Real-Time Canary Deployment Tracking with Argo CD & Levitate Change Events

Software systems are all about changes, which can be internal or external. Having observability around the changes and their impact on the systems makes it much easier for teams to understand what caused the incident or degradation and take action in real time without wasting precious time.

Most of your outages are probably caused by a change and having observability around that will make a lot of difference https://t.co/qq6LsYvztv
— krishnanand n b (@krishnanandnb) October 28, 2023

All changes are caused by events; these can be deployment events, scale-up events, traffic patterns shifting from BAU, or even configuration changes affecting the state of the system. What if our monitoring system can track these events and then keep that context while monitoring the systems? That context will help us understand why something happened faster than finding a needle in a haystack.

Typically, you will emit golden signals or RED metrics from applications to monitor and track their performance with a monitoring system.

Canary deployment flow without Change Events

In this blog post, I will show you a scenario of how Levitate - our managed time series warehouse- empowers you to do more and observe change events. We will track canary releases via ArgoCD rollouts with Levitate.

Levitate enables correlating events from various sources such as CI/CD, orchestrator, and external systems with other applications and infra metrics to provide contextual alerts and understand system behavior.

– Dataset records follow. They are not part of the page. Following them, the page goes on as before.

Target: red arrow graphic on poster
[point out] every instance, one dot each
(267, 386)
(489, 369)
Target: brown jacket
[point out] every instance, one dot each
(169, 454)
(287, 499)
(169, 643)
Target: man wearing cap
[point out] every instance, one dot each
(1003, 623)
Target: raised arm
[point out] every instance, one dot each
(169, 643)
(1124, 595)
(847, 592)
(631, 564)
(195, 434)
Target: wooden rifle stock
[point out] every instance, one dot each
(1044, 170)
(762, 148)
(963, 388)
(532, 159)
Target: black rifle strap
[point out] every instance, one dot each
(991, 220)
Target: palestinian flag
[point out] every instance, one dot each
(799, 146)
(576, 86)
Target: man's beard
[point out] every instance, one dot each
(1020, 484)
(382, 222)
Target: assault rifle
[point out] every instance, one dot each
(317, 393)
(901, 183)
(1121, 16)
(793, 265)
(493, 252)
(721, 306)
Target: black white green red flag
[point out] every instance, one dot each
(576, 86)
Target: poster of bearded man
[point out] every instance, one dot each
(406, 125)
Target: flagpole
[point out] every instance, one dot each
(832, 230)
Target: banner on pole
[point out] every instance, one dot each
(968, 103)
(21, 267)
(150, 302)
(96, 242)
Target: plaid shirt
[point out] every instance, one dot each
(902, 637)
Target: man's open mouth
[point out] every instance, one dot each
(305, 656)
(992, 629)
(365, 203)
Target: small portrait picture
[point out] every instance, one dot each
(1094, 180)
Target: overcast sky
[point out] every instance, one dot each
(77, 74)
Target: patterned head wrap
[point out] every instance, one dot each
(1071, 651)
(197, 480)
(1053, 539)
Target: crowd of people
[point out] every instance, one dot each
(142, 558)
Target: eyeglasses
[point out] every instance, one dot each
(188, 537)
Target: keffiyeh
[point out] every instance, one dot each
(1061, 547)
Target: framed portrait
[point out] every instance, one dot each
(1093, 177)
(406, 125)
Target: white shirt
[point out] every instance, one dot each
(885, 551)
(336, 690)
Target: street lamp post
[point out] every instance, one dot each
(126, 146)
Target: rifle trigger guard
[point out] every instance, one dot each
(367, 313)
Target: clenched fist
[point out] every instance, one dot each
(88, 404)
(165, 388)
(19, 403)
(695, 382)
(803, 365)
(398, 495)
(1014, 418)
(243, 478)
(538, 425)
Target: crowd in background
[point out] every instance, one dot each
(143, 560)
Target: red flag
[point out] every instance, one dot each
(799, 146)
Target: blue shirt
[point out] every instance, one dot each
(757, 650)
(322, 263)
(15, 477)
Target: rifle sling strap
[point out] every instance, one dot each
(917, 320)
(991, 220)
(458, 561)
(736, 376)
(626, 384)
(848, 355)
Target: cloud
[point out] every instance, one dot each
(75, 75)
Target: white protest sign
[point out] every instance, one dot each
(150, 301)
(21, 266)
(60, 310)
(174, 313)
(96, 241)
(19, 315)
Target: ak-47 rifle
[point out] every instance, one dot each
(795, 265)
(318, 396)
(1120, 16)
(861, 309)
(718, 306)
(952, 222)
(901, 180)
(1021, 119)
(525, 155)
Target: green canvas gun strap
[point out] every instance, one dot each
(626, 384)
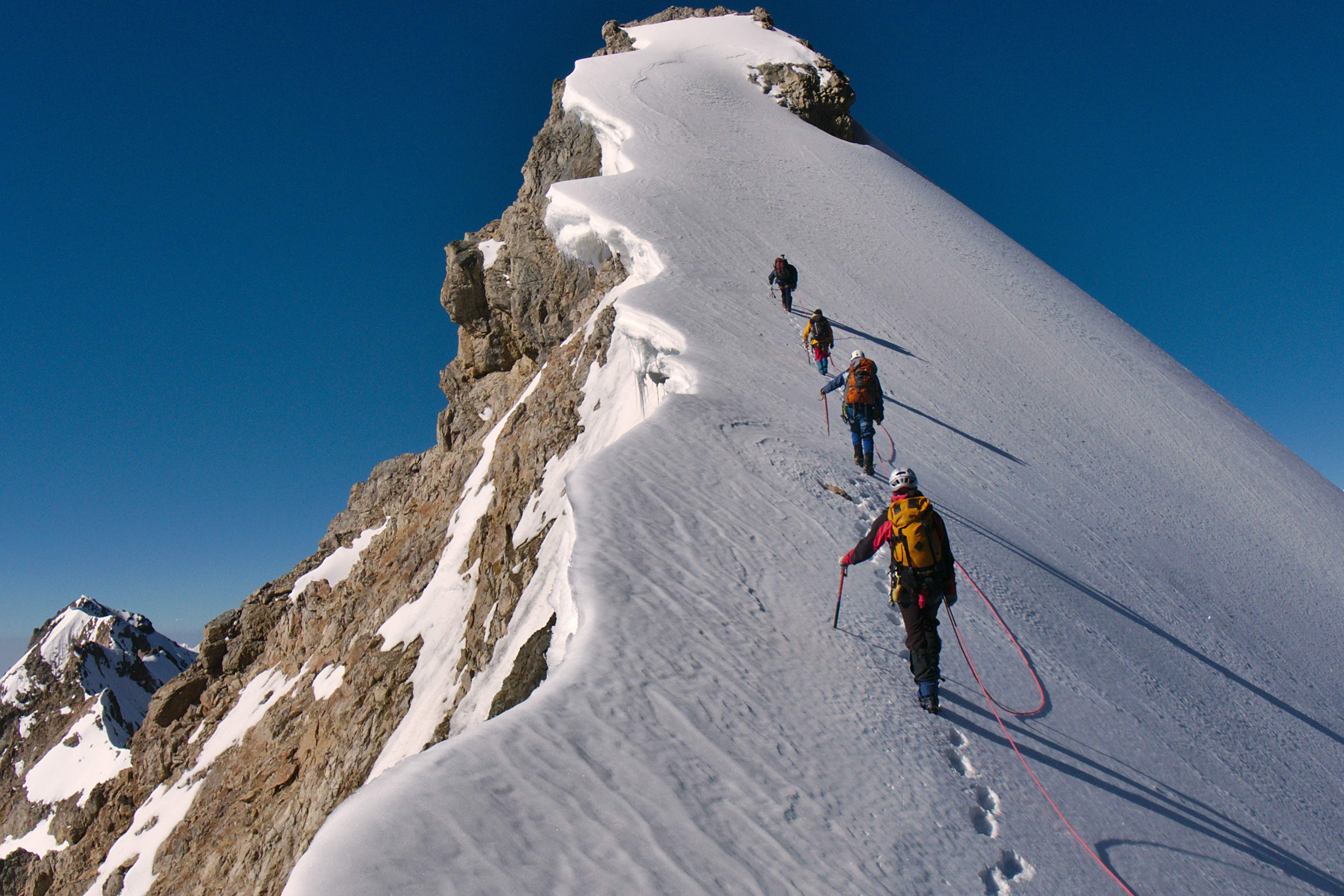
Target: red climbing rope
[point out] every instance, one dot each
(1004, 729)
(1041, 691)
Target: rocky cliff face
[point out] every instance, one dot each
(425, 609)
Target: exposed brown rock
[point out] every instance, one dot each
(819, 94)
(529, 671)
(264, 798)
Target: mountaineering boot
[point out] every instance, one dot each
(929, 696)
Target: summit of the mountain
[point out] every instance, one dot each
(585, 640)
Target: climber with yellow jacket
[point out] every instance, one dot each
(923, 574)
(862, 405)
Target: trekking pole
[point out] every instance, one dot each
(836, 624)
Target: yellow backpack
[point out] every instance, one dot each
(916, 543)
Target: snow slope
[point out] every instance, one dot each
(1171, 570)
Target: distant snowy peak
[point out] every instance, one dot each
(103, 651)
(69, 708)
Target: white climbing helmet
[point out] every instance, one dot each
(904, 479)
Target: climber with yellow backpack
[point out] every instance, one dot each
(923, 574)
(862, 405)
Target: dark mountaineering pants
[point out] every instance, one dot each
(862, 426)
(923, 639)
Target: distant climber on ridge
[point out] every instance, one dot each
(862, 405)
(818, 335)
(787, 276)
(923, 574)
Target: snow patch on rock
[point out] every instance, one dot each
(170, 803)
(327, 681)
(40, 841)
(339, 564)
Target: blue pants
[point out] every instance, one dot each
(862, 426)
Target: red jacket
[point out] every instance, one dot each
(881, 534)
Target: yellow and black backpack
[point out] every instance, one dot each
(917, 548)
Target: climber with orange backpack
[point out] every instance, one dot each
(862, 405)
(923, 574)
(787, 277)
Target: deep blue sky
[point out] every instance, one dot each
(222, 229)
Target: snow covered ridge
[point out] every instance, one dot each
(709, 730)
(70, 706)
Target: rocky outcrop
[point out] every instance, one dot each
(295, 694)
(619, 41)
(820, 94)
(262, 798)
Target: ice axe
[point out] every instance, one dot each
(836, 624)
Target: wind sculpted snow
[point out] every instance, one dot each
(1171, 570)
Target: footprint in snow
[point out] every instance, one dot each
(961, 765)
(984, 816)
(1010, 870)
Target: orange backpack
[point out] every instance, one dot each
(863, 379)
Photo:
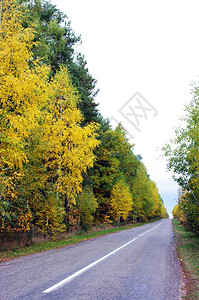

Canary deployment with Levitate's Change Events

Setup

In this setup, I am using a typical canary rollout using Argo Rollouts via Helm charts, where the canary gets deployed progressively to more percentages of users like 20%, 40%, 60%, and so on. Anytime the performance of the canary degrades, I want to roll it back without affecting more users.
Each rollout goes via two stages as follows. We start and stop the rollout before going to the next stage.

ArgoCD setup for progressive Canary rollout

After rolling out the canary at each stage, we wait for a specified time to receive the requests from actual users and then analyze whether the step was successful. Typically, we want to ensure the users do not face any errors with the canary.

We already have RED metrics emitted from the application that goes to Levitate. These metrics tell us how the application performs at any rollout stage and during BAU.

Here is the complete code example to follow along: https://github.com/pree-dew/canary-deployment-with-argo-helm

Utilizing Levitate's Change Events

Levitate provides an API to consume "Change Events" over HTTP. This endpoint allows pushing the events to Levitate.

Sending canary rollout events to Levitate from ArgoCD

Levitate converts them into metrics and retains specific metadata sent with the API call. The converted metrics can then be combined with other application metrics using PromQL to build dashboards and alerts.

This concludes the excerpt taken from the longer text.